Outpatient care for osteoporosis patients after a fracture is well organized in the Netherlands, but half of the patients do not use it. Healthcare providers seem to play an important role in this, and they can motivate patients to visit an osteoporosis clinic anyway. This is the conclusion of nursing specialist Peter van den Berg in his thesis.
Dutch osteoporosis clinics run by specialist nurses do well with tasks such as identifying and inviting patients over the age of 50 with a recent fracture, communicating with a general practitioner and applying follow-up steps and guidelines.

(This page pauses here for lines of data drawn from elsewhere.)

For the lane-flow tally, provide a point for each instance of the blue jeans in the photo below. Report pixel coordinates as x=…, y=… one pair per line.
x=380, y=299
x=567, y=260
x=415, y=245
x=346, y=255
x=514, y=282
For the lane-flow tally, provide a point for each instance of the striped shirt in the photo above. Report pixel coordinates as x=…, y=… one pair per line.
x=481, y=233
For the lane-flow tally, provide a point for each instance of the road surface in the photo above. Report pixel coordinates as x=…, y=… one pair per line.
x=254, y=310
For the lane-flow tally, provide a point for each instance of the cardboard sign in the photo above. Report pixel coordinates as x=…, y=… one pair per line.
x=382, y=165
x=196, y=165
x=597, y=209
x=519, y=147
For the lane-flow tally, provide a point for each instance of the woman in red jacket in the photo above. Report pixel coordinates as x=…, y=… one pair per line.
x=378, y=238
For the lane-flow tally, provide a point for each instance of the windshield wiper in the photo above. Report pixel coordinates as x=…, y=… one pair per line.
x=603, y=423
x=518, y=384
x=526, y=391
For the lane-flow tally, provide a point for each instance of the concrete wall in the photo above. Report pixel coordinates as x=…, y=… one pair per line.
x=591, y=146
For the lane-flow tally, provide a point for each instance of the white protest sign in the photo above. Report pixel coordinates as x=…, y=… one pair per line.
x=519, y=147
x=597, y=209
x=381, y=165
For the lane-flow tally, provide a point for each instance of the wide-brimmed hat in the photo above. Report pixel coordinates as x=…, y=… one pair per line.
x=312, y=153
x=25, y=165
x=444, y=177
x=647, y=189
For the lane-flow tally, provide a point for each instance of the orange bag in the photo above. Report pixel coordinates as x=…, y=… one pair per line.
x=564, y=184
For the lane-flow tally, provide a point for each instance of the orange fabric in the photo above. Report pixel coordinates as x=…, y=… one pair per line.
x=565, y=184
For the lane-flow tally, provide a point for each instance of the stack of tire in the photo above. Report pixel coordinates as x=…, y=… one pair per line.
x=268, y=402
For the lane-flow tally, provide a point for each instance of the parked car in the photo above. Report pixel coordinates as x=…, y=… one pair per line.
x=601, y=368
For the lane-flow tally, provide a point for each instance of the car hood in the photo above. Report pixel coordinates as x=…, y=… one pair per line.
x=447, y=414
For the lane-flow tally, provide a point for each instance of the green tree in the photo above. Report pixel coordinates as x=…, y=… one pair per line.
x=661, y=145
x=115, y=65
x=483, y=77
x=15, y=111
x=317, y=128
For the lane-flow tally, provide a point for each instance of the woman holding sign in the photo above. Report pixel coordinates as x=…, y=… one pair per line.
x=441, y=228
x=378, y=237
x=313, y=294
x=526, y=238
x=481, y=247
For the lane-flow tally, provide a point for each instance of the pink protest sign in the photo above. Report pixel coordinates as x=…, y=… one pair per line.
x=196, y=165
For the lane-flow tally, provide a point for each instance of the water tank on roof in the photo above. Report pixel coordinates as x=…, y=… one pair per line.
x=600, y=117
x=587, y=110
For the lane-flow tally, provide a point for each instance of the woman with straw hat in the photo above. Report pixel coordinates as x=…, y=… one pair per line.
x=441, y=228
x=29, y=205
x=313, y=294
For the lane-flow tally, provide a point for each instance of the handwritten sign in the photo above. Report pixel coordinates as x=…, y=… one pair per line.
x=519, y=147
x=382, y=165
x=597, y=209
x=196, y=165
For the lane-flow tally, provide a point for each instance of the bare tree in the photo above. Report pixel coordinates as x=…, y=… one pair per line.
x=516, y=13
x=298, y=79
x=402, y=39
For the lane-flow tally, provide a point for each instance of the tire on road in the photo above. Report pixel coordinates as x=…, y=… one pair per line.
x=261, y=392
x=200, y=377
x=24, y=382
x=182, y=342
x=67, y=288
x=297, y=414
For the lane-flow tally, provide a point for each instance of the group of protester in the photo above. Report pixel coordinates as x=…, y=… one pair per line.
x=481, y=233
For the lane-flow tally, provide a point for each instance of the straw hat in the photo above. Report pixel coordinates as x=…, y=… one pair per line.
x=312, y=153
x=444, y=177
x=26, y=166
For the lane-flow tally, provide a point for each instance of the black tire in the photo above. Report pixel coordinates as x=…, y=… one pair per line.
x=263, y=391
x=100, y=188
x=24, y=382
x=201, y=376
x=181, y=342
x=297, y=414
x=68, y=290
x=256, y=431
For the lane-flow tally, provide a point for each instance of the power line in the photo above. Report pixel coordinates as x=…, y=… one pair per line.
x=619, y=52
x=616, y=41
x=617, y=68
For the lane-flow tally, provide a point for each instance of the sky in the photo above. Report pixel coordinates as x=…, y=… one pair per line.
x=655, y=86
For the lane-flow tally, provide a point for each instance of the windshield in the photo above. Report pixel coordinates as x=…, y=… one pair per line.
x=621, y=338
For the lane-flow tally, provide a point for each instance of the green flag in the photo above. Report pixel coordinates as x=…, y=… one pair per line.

Van den Berg investigated what determined whether patients from the target group visited the outpatient clinic. Patients who do not visit the clinic (among other things) are predominantly men, often live alone, often have a low educational level and are often unaware that they have an increased risk of follow-up fractures.
Many patients visited the clinic because of their healthcare provider Motivate them to do so
Often patients who visited the clinic did so because their caregiver had motivated them to do so. So it makes sense to encourage a patient over the age of 50 to visit an osteoporosis clinic after a fracture.
Van den Berg also investigated whether caregivers who had supportive phone calls could improve adherence to medication in postmenopausal women with a recent fracture. However, the phone calls turned out to have no effect: with or without the phone calls, about 4 in 5 women were committed to treatment.
Peter van den Berg. Fracture communication service: improving care from a nurse practitioner perspective. PhD thesis, Maastricht University, December 2020.